I hope this has been helpful!

Laz

Hii Rene.

i am confused with connectRetry timers in IDLE,CONNECT & Active states. "ConnectRetry timers will reset.what will happen if connectRetry timers expires in these states and in which state this timer will reset again???

Regards,
varma

Hello Chandrasekhar

The ConnectRetry Timer plays various roles for different states. However, there seems to be some discrepancy between how Cisco describes it and how it is described in the RFC. Some of the details can be found below, but I believe that the clearest picture can be seen from the RFC, whose link you will find below.

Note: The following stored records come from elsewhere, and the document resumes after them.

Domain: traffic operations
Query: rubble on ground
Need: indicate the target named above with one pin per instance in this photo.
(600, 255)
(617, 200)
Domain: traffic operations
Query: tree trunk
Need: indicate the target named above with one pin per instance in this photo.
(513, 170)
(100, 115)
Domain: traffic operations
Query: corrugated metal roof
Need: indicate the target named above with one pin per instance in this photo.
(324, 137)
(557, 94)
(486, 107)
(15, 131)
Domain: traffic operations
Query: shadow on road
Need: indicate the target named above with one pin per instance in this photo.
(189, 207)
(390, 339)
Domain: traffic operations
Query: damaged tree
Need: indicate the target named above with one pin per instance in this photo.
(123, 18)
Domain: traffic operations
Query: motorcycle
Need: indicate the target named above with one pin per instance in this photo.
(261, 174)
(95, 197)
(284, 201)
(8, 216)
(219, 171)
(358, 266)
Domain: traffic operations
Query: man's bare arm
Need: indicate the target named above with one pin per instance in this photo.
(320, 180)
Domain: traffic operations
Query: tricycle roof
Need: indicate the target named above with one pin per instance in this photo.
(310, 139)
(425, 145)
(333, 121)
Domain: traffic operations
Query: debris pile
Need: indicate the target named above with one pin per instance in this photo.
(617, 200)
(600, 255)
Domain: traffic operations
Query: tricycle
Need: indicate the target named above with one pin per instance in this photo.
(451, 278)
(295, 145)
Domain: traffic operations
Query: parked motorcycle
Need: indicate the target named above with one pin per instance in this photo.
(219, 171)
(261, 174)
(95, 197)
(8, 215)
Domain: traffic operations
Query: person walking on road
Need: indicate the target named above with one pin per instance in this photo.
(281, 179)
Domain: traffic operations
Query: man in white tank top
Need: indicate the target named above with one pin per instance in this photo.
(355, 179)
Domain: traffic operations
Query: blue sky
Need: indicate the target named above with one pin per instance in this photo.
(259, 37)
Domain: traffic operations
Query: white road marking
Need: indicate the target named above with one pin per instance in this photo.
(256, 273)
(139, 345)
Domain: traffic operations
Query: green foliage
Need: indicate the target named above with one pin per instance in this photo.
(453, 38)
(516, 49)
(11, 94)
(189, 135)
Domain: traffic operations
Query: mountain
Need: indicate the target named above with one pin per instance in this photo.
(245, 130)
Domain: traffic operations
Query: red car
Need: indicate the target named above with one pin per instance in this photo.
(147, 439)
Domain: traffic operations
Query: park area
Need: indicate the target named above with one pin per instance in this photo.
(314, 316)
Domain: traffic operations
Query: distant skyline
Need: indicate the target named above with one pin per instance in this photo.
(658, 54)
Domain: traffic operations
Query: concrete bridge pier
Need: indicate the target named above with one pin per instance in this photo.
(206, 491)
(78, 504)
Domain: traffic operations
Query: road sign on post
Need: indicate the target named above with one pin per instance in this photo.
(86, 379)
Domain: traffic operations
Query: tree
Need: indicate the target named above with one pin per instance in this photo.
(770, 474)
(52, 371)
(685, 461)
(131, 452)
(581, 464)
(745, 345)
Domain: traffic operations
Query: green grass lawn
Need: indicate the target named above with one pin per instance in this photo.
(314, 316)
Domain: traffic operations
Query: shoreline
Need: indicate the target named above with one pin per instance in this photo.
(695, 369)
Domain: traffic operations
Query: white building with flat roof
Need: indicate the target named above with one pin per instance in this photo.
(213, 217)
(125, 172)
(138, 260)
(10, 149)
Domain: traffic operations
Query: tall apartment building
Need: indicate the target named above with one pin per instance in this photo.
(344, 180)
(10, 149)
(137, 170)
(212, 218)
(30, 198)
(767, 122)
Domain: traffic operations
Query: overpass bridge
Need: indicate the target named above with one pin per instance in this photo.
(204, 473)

A router will enter the Idle state when BGP is initially activated. At the time of activation, the ConnectRetry timer is undefined and irrelevant. It only begins to have meaning for the Idle state if an error occurs. Specifically, for the Idle state, the ConnetRetry Timer will be set to 60 seconds in the event of a failed start event, or in the event that we reenter the Idle state due to an error at some other stage of the process. The timer must reach zero before another connection attempt is initiated. Further failures to leave the Idle state will cause the ConnectRetry timer to double in length from the previous iteration.

The next state is the Connect state, where a TCP connection is initiated. A 3-way TCP handshake is attempted, and if it completes, the ConnectRetry timer is reset, an Open message is sent to the neighbor, and then the OpenSent state begins. If this process is successful, the ConnectRetry timer plays no role. However, if during the 3-way handshake the ConnectRetry timer depletes before the handshake is complete, then, according to Cisco, the state moves to Active, but according to the RFC 4271, it actually stays in the Connect state and retries the connection.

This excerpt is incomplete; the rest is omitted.